Concerning the lower engraftment ratio in Sk-DN cells, mouse Sk-DN cells are placed upstream to Sk-34 cells in stem cell hierarchy [20], and exert the same differentiation and tissue reconstitution capacities in damaged muscle-nerve-blood vessel units [15,19]. However, due to the lesser number of freshly isolated Sk-DN cells, culture expansion was necessary in this experiment. This expansion process may induce relatively higher skeletal-myogenesis in Sk-DN cells than in Sk-34, and may result in lowering the osteogenic potential of Sk-DN cells. This suggests that the process of skeletal-myogenesis is reciprocal to that of osteogenesis. In other words, inhibition of skeletal-myogenesis may induce osteogenesis in Sk-SCs.
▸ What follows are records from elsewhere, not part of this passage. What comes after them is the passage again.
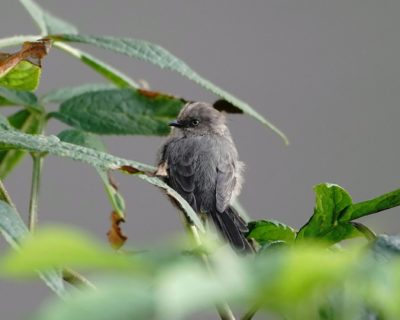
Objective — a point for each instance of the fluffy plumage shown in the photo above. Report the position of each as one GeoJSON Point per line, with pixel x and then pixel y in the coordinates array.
{"type": "Point", "coordinates": [201, 163]}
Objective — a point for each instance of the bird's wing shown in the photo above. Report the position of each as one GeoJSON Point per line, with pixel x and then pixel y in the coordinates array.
{"type": "Point", "coordinates": [226, 182]}
{"type": "Point", "coordinates": [181, 174]}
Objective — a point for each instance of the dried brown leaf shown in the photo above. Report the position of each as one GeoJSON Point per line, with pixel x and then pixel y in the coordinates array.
{"type": "Point", "coordinates": [33, 52]}
{"type": "Point", "coordinates": [115, 235]}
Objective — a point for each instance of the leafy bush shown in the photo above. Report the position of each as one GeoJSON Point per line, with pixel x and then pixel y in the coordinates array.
{"type": "Point", "coordinates": [304, 274]}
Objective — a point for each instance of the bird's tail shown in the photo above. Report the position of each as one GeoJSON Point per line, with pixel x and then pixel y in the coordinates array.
{"type": "Point", "coordinates": [233, 228]}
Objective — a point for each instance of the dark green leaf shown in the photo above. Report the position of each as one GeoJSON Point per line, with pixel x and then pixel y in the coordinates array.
{"type": "Point", "coordinates": [104, 161]}
{"type": "Point", "coordinates": [47, 23]}
{"type": "Point", "coordinates": [361, 209]}
{"type": "Point", "coordinates": [60, 95]}
{"type": "Point", "coordinates": [24, 121]}
{"type": "Point", "coordinates": [120, 111]}
{"type": "Point", "coordinates": [331, 201]}
{"type": "Point", "coordinates": [15, 231]}
{"type": "Point", "coordinates": [159, 56]}
{"type": "Point", "coordinates": [342, 231]}
{"type": "Point", "coordinates": [17, 97]}
{"type": "Point", "coordinates": [265, 231]}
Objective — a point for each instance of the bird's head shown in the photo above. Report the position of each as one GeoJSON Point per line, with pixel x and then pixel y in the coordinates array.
{"type": "Point", "coordinates": [200, 118]}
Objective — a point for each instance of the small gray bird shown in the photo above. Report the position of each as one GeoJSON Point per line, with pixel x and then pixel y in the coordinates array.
{"type": "Point", "coordinates": [200, 161]}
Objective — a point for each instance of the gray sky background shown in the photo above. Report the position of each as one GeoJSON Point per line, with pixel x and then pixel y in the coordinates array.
{"type": "Point", "coordinates": [325, 72]}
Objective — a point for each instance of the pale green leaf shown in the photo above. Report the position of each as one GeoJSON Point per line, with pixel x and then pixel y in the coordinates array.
{"type": "Point", "coordinates": [159, 56]}
{"type": "Point", "coordinates": [104, 161]}
{"type": "Point", "coordinates": [59, 247]}
{"type": "Point", "coordinates": [47, 23]}
{"type": "Point", "coordinates": [24, 121]}
{"type": "Point", "coordinates": [24, 76]}
{"type": "Point", "coordinates": [63, 94]}
{"type": "Point", "coordinates": [120, 111]}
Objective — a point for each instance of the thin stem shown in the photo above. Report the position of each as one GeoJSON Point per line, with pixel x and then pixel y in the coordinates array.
{"type": "Point", "coordinates": [76, 279]}
{"type": "Point", "coordinates": [4, 196]}
{"type": "Point", "coordinates": [223, 309]}
{"type": "Point", "coordinates": [17, 40]}
{"type": "Point", "coordinates": [35, 188]}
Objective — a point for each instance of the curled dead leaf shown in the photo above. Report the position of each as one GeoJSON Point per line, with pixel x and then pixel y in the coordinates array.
{"type": "Point", "coordinates": [115, 235]}
{"type": "Point", "coordinates": [33, 52]}
{"type": "Point", "coordinates": [129, 169]}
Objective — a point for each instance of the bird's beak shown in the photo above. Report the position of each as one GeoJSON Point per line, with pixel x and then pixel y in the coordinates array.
{"type": "Point", "coordinates": [175, 123]}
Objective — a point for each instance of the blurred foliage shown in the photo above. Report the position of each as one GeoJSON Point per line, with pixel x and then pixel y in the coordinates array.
{"type": "Point", "coordinates": [304, 274]}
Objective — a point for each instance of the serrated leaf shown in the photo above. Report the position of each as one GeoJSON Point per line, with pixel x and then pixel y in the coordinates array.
{"type": "Point", "coordinates": [53, 145]}
{"type": "Point", "coordinates": [92, 141]}
{"type": "Point", "coordinates": [47, 23]}
{"type": "Point", "coordinates": [24, 121]}
{"type": "Point", "coordinates": [108, 72]}
{"type": "Point", "coordinates": [120, 111]}
{"type": "Point", "coordinates": [63, 94]}
{"type": "Point", "coordinates": [159, 56]}
{"type": "Point", "coordinates": [342, 231]}
{"type": "Point", "coordinates": [81, 138]}
{"type": "Point", "coordinates": [18, 98]}
{"type": "Point", "coordinates": [265, 231]}
{"type": "Point", "coordinates": [15, 231]}
{"type": "Point", "coordinates": [24, 76]}
{"type": "Point", "coordinates": [21, 70]}
{"type": "Point", "coordinates": [361, 209]}
{"type": "Point", "coordinates": [331, 201]}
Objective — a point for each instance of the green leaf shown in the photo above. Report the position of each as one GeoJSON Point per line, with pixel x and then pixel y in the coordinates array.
{"type": "Point", "coordinates": [342, 231]}
{"type": "Point", "coordinates": [104, 161]}
{"type": "Point", "coordinates": [386, 246]}
{"type": "Point", "coordinates": [159, 56]}
{"type": "Point", "coordinates": [108, 72]}
{"type": "Point", "coordinates": [47, 23]}
{"type": "Point", "coordinates": [89, 140]}
{"type": "Point", "coordinates": [265, 231]}
{"type": "Point", "coordinates": [361, 209]}
{"type": "Point", "coordinates": [120, 111]}
{"type": "Point", "coordinates": [24, 76]}
{"type": "Point", "coordinates": [59, 247]}
{"type": "Point", "coordinates": [331, 201]}
{"type": "Point", "coordinates": [24, 121]}
{"type": "Point", "coordinates": [4, 124]}
{"type": "Point", "coordinates": [18, 97]}
{"type": "Point", "coordinates": [15, 231]}
{"type": "Point", "coordinates": [62, 94]}
{"type": "Point", "coordinates": [81, 138]}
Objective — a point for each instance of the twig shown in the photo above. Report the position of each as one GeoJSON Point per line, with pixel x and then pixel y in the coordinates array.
{"type": "Point", "coordinates": [35, 188]}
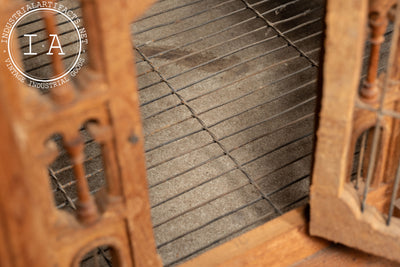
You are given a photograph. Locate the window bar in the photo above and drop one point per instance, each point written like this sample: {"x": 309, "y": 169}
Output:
{"x": 361, "y": 159}
{"x": 86, "y": 207}
{"x": 378, "y": 22}
{"x": 61, "y": 94}
{"x": 380, "y": 114}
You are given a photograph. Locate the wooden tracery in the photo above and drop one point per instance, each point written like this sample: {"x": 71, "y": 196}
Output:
{"x": 359, "y": 212}
{"x": 103, "y": 99}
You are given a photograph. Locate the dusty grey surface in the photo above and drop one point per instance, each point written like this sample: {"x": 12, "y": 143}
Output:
{"x": 228, "y": 92}
{"x": 228, "y": 95}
However, critically large-sized bone defects, the combined use of scaffolds may be absolutely necessary. Therefore, materials showing affinity for cell adherence are considered to be the best sources of scaffolds. In this context, hydroxyapatite and β-tricalcium phosphate may be good candidate for treating bone fractures [1,3,34,35]. We are currently investigating the combined use of hydroxyapatite and Sk-SCs for critically large bone fractures and their capacity for bone formation.


The present data indicates that mouse Sk-SCs, sorted as Sk-34 and Sk-DN cells, differentiated into osteoblasts in the in vivo bone fracture niche after 2 months of transplantation. These cells were retained even after 6 months of transplantation and participated in the bone re-modeling cycle, as efficiently as transplanted BMSCs.